At the moment, the guidance says patients can store their insulin at an “ambient temperature”, but Scapozza said “and warm settings” should be added for clarification. All you have to do is add three words: ‘and hot settings’, says Scapozza.

He said the findings could also be applied to high-income countries such as the US, when natural disasters and storms cut off power sources.

The researchers conducted further studies to test insulin in different climates and they help refugees in their South Sudan area also take insulin home.

MSF is now calling on pharmaceutical companies to change guidelines and for the World Health Organization to endorse their findings.

Although there are many studies that have tested how stable insulin is at different temperatures, the oscillating temperature factor in this study is a ‘new twist’, says Gojka Roglic, a medical officer at the WHO responsible for diabetes management activities. told Insider.

WHO will not make any recommendations based on this study, but Roglic said it will be included in a review of all research later this year.

Ali Bishar, who heads MSF’s insulin management program at the Dadaab refugee camp in Kenya, said training on diabetes and insulin was ‘of paramount importance’ to make the program work.

“After being trained, the patients have to pass a competency test. Then they get their insulin and take care of it inside and outside the ward,” Bashar said, adding that the program, which began in 2015, has grown from 35 to 45 patients in the last six years.

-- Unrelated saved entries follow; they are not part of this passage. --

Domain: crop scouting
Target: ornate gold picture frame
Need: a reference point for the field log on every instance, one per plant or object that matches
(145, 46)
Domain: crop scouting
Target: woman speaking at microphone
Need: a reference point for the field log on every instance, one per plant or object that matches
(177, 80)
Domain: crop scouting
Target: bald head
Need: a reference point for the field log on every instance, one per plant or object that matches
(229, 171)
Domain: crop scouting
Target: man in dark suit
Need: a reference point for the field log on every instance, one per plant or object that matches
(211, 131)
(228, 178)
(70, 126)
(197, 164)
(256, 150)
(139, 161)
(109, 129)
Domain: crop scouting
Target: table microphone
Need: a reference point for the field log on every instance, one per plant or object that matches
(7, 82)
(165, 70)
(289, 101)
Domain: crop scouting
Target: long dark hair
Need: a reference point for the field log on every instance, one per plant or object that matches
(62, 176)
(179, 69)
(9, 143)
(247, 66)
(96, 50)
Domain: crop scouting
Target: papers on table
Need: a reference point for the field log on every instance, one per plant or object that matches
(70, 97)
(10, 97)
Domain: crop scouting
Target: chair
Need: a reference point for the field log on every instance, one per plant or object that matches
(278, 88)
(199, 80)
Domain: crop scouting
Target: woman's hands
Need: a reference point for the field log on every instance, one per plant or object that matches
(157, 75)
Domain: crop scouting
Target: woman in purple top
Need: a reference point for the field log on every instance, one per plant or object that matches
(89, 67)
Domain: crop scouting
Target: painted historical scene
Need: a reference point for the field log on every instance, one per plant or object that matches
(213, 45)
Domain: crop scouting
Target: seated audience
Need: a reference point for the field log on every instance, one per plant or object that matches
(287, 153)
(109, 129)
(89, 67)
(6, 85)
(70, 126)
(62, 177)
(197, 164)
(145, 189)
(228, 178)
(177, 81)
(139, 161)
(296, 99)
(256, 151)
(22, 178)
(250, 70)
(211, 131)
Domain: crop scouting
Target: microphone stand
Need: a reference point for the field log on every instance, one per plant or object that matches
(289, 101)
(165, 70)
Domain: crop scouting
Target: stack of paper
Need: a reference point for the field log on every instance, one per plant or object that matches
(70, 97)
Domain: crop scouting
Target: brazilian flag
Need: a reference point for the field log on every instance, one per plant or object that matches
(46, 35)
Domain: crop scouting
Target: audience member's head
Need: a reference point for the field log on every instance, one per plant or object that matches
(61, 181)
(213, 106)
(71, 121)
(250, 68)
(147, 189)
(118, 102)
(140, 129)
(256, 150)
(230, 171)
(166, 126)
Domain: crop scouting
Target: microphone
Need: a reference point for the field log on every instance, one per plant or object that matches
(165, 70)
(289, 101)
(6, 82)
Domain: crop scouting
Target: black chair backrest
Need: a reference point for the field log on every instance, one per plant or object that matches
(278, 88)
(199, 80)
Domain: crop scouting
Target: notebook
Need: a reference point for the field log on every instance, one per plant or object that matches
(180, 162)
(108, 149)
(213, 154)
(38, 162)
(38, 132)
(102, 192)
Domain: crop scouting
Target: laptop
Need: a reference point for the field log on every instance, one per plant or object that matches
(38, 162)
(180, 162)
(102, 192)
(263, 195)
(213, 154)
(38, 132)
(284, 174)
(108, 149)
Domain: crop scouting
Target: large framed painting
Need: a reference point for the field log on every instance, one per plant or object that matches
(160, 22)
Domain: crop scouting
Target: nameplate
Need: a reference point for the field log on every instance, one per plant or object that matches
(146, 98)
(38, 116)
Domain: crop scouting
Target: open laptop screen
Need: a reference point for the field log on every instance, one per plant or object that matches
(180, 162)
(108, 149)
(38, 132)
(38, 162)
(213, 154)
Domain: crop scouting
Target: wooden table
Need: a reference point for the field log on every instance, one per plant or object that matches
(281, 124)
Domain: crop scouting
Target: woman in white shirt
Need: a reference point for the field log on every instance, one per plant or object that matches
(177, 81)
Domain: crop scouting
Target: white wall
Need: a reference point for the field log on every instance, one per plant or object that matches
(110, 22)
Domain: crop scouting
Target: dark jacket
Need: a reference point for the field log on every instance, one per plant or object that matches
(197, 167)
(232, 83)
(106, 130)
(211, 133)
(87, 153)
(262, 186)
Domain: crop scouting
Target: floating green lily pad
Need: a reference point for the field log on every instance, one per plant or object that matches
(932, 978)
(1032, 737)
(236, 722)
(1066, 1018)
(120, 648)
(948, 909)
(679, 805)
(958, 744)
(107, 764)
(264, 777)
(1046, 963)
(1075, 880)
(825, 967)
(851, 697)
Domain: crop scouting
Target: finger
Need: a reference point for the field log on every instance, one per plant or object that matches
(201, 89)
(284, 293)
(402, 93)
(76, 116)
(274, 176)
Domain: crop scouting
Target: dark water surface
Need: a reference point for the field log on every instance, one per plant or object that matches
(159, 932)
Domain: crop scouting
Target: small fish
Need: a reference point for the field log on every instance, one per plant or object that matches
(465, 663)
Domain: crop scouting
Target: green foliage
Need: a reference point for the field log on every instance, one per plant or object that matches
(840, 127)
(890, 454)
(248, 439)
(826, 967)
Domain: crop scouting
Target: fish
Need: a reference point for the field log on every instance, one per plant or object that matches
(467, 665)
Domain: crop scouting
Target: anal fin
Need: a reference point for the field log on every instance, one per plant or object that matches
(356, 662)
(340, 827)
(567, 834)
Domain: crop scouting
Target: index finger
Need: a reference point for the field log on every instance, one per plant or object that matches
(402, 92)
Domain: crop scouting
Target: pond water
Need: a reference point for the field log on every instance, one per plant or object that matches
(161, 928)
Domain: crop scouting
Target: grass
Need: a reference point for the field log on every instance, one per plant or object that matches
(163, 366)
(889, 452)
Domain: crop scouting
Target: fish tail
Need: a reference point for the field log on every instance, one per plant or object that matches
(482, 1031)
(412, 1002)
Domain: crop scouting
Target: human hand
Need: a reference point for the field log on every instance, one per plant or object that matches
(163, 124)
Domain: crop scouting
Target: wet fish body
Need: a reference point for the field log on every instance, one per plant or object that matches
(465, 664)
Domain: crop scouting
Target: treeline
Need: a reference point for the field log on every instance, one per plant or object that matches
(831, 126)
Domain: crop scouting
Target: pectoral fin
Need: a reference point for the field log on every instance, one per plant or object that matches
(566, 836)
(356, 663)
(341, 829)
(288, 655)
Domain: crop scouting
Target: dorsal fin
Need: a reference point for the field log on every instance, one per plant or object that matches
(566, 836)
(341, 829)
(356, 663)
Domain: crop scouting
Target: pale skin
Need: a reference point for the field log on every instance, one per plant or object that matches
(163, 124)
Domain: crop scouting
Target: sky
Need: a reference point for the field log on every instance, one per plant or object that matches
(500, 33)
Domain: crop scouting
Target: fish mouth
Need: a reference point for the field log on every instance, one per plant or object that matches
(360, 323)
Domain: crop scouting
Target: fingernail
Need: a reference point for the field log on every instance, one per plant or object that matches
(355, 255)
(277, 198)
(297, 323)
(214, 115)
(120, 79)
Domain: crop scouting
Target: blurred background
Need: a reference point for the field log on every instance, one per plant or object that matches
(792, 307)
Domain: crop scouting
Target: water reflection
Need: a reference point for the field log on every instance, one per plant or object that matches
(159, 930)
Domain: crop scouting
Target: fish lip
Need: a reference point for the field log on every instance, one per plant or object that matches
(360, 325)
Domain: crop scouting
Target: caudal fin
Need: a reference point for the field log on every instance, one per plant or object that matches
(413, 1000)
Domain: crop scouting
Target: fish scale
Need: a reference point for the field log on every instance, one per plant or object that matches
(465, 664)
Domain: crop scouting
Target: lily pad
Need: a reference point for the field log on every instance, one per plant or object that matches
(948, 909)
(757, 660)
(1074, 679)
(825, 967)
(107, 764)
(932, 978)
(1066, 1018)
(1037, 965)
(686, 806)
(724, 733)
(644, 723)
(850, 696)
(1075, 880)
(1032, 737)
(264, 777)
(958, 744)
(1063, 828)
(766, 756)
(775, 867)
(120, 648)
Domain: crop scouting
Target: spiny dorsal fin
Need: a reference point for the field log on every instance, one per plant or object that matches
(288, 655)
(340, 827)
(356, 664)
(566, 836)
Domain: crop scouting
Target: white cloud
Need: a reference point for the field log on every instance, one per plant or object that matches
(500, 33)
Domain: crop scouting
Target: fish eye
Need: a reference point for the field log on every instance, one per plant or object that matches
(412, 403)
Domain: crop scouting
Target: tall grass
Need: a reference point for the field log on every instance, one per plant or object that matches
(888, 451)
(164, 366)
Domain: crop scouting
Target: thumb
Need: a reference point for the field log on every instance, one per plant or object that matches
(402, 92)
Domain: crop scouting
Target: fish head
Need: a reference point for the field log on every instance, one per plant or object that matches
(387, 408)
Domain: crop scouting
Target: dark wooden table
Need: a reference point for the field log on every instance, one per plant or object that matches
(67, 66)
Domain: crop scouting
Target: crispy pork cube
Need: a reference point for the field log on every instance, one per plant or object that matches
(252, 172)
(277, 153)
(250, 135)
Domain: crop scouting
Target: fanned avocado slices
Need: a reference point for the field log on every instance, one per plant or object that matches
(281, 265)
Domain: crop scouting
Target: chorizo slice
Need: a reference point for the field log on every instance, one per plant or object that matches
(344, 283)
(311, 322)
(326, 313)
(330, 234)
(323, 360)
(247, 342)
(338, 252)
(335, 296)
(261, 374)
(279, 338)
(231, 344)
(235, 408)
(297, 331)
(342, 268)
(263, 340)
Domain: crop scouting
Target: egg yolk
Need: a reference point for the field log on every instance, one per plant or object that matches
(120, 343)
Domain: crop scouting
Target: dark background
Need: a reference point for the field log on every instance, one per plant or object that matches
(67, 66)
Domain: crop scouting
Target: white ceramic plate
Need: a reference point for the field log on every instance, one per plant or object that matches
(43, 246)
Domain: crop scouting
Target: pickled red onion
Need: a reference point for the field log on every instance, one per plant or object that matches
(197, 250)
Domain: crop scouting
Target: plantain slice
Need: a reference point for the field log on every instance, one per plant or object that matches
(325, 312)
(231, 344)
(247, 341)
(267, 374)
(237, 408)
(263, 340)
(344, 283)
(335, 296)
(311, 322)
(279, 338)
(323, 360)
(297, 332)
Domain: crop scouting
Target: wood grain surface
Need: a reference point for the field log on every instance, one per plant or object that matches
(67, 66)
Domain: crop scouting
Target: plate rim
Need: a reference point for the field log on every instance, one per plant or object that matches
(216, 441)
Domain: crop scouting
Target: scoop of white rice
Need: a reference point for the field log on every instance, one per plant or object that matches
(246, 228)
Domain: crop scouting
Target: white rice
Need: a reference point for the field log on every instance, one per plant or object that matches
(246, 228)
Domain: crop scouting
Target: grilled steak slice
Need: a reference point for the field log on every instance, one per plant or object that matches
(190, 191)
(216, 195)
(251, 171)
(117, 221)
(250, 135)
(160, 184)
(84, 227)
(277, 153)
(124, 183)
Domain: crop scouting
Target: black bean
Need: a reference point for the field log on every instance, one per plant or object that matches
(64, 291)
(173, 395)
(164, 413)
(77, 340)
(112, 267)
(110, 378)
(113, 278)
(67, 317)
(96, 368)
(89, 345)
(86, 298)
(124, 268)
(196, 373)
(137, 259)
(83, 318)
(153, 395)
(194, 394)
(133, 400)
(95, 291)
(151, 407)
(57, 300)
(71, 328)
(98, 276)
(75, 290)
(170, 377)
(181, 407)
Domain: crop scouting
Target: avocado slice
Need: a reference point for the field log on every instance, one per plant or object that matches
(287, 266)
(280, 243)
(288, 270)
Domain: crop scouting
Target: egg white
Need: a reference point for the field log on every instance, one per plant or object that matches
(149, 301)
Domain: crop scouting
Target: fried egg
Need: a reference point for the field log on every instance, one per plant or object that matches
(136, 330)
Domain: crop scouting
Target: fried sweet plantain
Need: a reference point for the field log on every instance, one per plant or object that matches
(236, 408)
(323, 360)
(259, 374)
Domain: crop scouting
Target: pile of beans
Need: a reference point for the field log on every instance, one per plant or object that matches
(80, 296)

However, insulin storage is only the beginning of dealing with diabetes in low-resource settings. Another major problem is how a poor diet can contribute to the symptoms of patients.

“You have to have food when you inject insulin. In some circumstances, the patient is afraid of the injection if they did not eat that day,” says Boulle.

Rahmo, who was in the first group of patients to start the MSF program in 2015, told Insider that she has challenges in getting enough food and a good diet. But regardless of her diet, Rahmo said that improved her health.

“Before that, I was confused about how I could continue my life and whether I would survive,” she told Insider through an interpreter. “Today I am very happy to be able to control my diabetes at home.”

Mohamed Hussein Bule, 27, a Somali refugee who works as a teacher at a primary school in Dagahaley, enrolled in the 2015 MSF program.

He was diagnosed with diabetes in 2014 after dropping his weight from 150 to 82 pounds, but since joining the program, it has been around 143 pounds again.

“I was supposed to take insulin into the hospital early in the morning to take home, then go to work. I missed a lot of classes. Now I take a vial in the morning and record my glucose and continue with the program as my day goes on, ”he said.

“I don’t even feel like a patient with diabetes right now. I’m very glad I’m on the program.”